Los Angeles Lakers Receive: PG Kyle Lowry (1 year, $6.2 million) and SF Landry Fields (2 years, $12.5 million).
Why Toronto Does It: I know, it seems crazy. What would a rebuilding team want to do with an injured, soon-to-be 40-year-old point guard making nearly $10 million next season? It's tough, but you have to break this trade down into parts to understand it.
Would the Raptors be willing to pay the difference between Nash's deal and Fields' deal (about $3.5 million) next year to give Canada's greatest basketball star his hero's welcome? Would it be worth it to have Nash as a locker room presence, a mentor for Toronto's young guards and an ambassador of Raptors' basketball for a year in a city that would love him like none other?
I say yes, even if Nash provided very little on the floor or didn't prove to be an upgrade from Fields. Of course, there's the chance that Nash could retire as well once he saw the writing on the wall.
More importantly, is trading an expiring deal in Lowry for a future first-round pick and an athletic forward like Johnson worth it? It seems like it would be.
Why Los Angeles Does It: It's much easier to trade or waive and use the stretch provision on Fields than it is Nash, both from a logistic and emotional standpoint. Sending Nash back home to Canada may be the best image move the Lakers could make here.
But aside from all that, the Lakers desperately need a point guard with Steve Blake now out 6-8 weeks. Lowry is sort of the perfect storm for the Lakers: He's athletic, he can score on his own and, most importantly, he's on an expiring contract.

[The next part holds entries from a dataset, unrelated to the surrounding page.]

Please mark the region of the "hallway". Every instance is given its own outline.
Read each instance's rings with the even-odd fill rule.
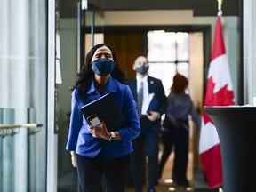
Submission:
[[[160,146],[161,151],[161,146]],[[161,152],[159,153],[159,157]],[[189,162],[188,169],[188,178],[190,183],[190,187],[187,188],[178,188],[173,186],[172,183],[171,174],[173,162],[173,153],[169,156],[168,162],[165,164],[163,177],[159,180],[159,185],[156,188],[157,192],[169,192],[169,191],[177,191],[177,192],[218,192],[218,190],[210,190],[207,184],[204,182],[204,176],[201,170],[193,170],[193,153],[189,152]],[[65,174],[59,179],[58,181],[58,192],[80,192],[76,189],[76,172],[74,170],[74,172]],[[147,187],[145,186],[145,191]],[[134,192],[133,188],[127,186],[125,192]]]

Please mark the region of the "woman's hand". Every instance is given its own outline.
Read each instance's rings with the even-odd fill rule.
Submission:
[[[100,122],[101,122],[101,124],[98,127],[90,126],[89,132],[95,138],[103,138],[105,140],[109,140],[110,133],[108,132],[105,122],[102,120]]]
[[[71,162],[74,167],[76,167],[76,153],[75,151],[70,151]]]

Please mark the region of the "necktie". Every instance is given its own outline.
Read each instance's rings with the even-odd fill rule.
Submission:
[[[142,103],[143,103],[143,82],[141,82],[141,84],[140,84],[137,100],[138,100],[138,103],[137,103],[138,115],[139,115],[139,118],[140,118],[141,117]]]

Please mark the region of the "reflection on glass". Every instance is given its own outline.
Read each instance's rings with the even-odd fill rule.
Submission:
[[[166,96],[177,72],[188,77],[188,33],[164,30],[148,33],[148,74],[162,80]]]

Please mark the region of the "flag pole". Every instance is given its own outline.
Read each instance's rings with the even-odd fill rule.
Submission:
[[[222,15],[222,2],[223,0],[217,0],[218,1],[218,16]]]
[[[218,16],[222,16],[222,1],[223,0],[217,0],[218,1]],[[219,188],[219,192],[223,192],[222,188]]]

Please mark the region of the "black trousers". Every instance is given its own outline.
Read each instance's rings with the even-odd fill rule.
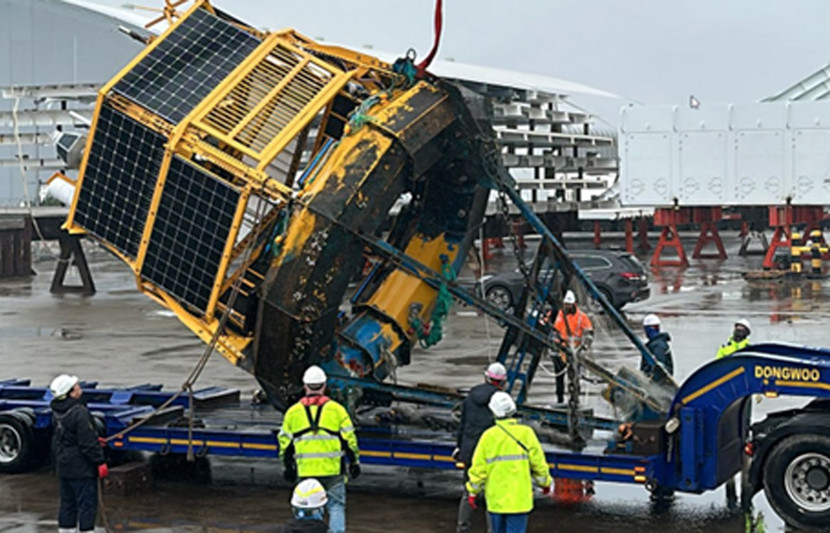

While it would be very tough to sacrifice yet another future first-round pick, especially since a trade for Nash put the Lakers in this spot in the first place, this move could make the Lakers a sneaky playoff contender this season while clearing more cap space for next year's free-agency bonanza. That might be worth the cost.
Although it's a long shot, perhaps Lowry would take a discount to stay in Los Angeles next year if he liked the freedom of Mike D'Antoni's offense. While Fields would almost certainly be cut bait next season, the best years of his career were with D'Antoni in New York. A lot could go right with this move.